Brisé ou non, son cœur ne manquait jamais de se déployer, chaque battement chantant une louange à cet être.

Sublime. Un ange échoué parmi les humains.

Namjoon gardait espoir, un éclat tenace au fond de son cœur ; Jungkook ne lui avait jamais explicitement demandé d'abandonner la bataille qu'il menait pour eux deux, pour ce « nous » qu'il désirait si ardemment.

C'était là qu'il trouvait la force de continuer. Comment aurait-il pu chasser Jungkook de sa vie, renoncer à ses rires partagés, à la chaleur de leurs étreintes, aux baisers volés dans l'intimité ?

Il était un homme de parole. Alors il se battait.

Chaque sourire de Jungkook, chaque regard, renforçait son engagement, même si son cœur portait encore les cicatrices du rejet.
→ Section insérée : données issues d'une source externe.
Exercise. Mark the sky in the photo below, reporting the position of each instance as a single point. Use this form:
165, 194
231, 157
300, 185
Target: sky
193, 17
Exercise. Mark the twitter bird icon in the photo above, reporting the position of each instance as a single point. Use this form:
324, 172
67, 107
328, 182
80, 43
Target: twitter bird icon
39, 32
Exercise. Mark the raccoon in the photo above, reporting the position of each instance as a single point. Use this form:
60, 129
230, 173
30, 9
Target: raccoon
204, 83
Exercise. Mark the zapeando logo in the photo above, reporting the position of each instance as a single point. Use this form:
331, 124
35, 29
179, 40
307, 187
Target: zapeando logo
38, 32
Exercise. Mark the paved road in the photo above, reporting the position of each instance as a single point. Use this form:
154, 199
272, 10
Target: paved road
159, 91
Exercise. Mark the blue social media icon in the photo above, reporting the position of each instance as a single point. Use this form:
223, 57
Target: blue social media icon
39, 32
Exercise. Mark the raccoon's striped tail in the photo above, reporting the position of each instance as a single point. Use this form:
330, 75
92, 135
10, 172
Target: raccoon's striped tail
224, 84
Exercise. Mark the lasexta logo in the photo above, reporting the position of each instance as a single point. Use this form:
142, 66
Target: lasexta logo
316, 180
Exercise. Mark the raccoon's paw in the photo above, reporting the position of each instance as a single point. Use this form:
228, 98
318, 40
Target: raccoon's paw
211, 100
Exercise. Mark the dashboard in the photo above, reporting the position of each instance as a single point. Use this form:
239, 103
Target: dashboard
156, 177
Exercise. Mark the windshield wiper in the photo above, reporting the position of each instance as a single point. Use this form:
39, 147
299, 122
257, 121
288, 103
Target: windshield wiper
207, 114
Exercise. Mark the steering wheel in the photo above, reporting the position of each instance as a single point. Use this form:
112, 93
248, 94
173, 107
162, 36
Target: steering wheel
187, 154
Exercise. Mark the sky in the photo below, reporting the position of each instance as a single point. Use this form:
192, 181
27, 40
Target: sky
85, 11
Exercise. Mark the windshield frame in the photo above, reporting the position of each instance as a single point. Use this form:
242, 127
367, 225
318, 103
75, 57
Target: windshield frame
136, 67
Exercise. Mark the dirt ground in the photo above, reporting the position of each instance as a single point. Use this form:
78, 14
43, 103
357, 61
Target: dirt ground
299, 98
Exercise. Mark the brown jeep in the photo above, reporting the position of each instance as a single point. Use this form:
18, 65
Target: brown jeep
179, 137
Son amour blessé pulsait encore d'un espoir obstiné. Car au-delà de la douleur, il y avait cet espoir qui lui murmurait que tout n'était peut-être pas perdu.

Peut-être.

Jungkook méritait ce combat, ce courage cruel.

Peut-être...

Même si cela signifiait pour Namjoon de vivre encore un peu plus longtemps avec ses sentiments déchirés.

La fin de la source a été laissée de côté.